Orders for Airbus’ long-range, fuel-efficient A350 — which enters service in 2010, two years after the competing Boeing 787 Dreamliner — also fell 28 short of the 200 target for the end of 2005. And Airbus is not expecting any slew of new A380 sales until the superjumbo’s entry into commercial service, scheduled for the end of 2006.

Airbus said Tuesday its revenue rose 8.8 percent to 22.3 billion euros ($27 billion) in 2005, an all-time high. Operating margin — earnings before interest and taxes, or EBIT, as a share of revenue — rose to above 10 percent from about 9.5 percent in 2004, Humbert said. That implies a 15 percent increase in EBIT to over 2.2 billion euros ($2.7 billion).

Full financial results are to be announced in March by European Aeronautic Defence and Space Co., which owns 80 percent of Airbus. Britain’s BAE Systems PLC owns the rest.

EADS shares closed unchanged at 31.45 euros ($38.15). BAE shares fell 0.3 percent in London to 417 pence ($7.38).

Boeing shares fell 21 cents to $69.27 in early afternoon trading on the New York Stock Exchange.

Although the Airbus order record beat a consensus forecast of 950, Kepler Equities analyst Pierre Boucheny said the jump in December may partly have reflected a rush to finalize deals that would otherwise have gone through in January.

“The more that they put into 2005, the less there will be in 2006, that’s the risk,” Boucheny said. But the operating margin guidance beat Boucheny’s own 9.8 percent forecast, he said. “Everything is a bit better.”

Last year’s 378 Airbus deliveries beat the company’s previous record of 325 in 2001, and its gross orders beat the previous all-time record of 1,095 — booked by Boeing and McDonnell Douglas in 1989, eight years before they merged. The glut of new business increased the Airbus order book to 2,177 aircraft, accounting for 55 percent of the global backlog by number.

Having sold the planes, Airbus now has to build them — a feat that will require production to be increased rapidly to unprecedented levels.
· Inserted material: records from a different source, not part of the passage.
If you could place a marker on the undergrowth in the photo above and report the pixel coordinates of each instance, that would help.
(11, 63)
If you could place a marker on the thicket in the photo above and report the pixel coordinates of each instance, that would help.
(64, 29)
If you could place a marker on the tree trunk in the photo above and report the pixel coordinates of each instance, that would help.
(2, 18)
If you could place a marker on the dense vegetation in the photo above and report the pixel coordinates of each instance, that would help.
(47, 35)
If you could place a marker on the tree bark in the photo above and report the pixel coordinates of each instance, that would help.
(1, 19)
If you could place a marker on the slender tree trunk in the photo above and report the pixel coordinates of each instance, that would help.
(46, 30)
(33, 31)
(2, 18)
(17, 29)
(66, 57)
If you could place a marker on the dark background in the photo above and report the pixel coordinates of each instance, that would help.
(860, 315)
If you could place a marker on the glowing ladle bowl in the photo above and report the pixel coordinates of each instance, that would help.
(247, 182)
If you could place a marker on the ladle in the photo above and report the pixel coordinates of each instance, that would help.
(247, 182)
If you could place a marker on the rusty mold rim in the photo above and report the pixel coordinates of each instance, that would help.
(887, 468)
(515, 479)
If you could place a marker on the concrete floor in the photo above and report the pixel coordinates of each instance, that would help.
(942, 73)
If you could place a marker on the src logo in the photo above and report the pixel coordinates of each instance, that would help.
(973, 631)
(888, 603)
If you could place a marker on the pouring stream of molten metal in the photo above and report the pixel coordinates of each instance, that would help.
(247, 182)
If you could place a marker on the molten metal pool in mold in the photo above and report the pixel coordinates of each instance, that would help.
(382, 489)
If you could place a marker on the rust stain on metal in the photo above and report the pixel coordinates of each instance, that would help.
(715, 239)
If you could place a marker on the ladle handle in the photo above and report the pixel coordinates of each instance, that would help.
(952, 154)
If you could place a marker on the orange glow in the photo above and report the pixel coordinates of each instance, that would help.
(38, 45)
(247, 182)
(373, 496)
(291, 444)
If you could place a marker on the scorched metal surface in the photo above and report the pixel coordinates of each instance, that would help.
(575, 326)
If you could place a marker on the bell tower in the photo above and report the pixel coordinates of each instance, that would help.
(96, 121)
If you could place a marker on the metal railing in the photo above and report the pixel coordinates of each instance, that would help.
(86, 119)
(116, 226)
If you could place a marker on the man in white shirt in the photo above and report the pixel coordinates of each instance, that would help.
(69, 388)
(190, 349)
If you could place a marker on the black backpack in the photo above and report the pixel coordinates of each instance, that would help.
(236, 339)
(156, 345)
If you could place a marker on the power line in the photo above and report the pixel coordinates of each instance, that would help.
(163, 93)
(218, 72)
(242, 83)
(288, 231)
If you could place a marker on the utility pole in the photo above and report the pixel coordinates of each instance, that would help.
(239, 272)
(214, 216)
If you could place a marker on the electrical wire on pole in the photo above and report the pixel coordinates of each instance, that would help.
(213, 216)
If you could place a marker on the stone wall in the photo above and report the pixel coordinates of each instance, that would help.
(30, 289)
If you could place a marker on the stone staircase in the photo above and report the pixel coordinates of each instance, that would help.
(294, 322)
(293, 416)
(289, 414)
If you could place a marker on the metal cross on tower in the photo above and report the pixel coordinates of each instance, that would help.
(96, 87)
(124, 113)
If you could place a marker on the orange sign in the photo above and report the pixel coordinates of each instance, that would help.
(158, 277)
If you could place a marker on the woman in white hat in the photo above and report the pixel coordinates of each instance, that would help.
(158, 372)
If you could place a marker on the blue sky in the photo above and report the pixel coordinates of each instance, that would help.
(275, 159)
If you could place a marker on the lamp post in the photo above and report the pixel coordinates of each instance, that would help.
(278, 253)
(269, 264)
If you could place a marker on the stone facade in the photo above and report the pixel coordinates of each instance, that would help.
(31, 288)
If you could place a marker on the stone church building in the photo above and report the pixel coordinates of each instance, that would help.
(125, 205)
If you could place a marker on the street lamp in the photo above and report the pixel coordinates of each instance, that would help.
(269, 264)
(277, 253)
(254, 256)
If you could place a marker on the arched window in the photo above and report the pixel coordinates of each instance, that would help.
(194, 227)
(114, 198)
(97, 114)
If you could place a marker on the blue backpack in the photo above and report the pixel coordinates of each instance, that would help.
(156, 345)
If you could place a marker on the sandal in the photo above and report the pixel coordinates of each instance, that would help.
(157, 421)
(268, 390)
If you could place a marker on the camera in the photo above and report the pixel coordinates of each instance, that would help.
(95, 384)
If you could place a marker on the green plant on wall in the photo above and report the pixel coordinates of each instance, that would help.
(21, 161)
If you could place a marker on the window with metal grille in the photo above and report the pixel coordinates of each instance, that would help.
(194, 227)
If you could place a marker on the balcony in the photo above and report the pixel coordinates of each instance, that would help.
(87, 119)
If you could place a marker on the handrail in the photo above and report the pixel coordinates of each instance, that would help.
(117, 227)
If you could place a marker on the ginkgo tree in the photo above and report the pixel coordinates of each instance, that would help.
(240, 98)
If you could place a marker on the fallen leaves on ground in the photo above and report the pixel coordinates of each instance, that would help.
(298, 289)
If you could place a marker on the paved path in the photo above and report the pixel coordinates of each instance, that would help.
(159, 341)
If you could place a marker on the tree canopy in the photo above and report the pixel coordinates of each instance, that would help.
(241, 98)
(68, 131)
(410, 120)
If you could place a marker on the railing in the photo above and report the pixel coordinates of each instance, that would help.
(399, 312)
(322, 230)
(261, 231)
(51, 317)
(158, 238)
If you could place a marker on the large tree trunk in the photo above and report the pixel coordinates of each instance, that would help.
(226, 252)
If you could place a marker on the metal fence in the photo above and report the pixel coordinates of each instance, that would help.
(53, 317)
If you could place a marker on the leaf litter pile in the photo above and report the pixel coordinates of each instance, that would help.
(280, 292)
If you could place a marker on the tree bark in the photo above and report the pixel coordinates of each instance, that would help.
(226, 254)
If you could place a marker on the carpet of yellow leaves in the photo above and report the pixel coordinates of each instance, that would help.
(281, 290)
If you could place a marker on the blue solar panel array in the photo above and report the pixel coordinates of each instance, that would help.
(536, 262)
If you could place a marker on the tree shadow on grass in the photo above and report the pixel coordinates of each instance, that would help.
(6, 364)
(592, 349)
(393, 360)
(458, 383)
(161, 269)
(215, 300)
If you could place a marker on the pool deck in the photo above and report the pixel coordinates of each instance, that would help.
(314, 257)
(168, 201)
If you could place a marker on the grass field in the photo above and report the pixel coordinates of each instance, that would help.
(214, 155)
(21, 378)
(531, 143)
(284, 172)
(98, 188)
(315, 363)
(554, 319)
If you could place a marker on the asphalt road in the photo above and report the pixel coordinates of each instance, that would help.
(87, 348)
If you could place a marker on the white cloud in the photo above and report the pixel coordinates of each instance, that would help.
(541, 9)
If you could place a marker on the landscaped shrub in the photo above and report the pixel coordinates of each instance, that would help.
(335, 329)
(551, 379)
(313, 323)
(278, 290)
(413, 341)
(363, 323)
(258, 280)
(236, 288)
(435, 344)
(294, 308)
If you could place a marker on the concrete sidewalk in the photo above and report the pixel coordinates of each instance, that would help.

Airbus plans to raise its monthly output of single-aisle jets to 30 this year and 32 early in 2007 from the current 28.5, and is rallying its 600 front-line suppliers to anticipate the surge.

Airbus will place a “special focus on supply chain management” in 2006, Humbert said. “It is, for sure, a constant battle — it’s not easy for the supply chain to ramp up like this.”

Airbus is predicting more than 400 deliveries in 2006. Humbert declined to give an order forecast but said it would be “difficult” to top 1,000 for a second straight year.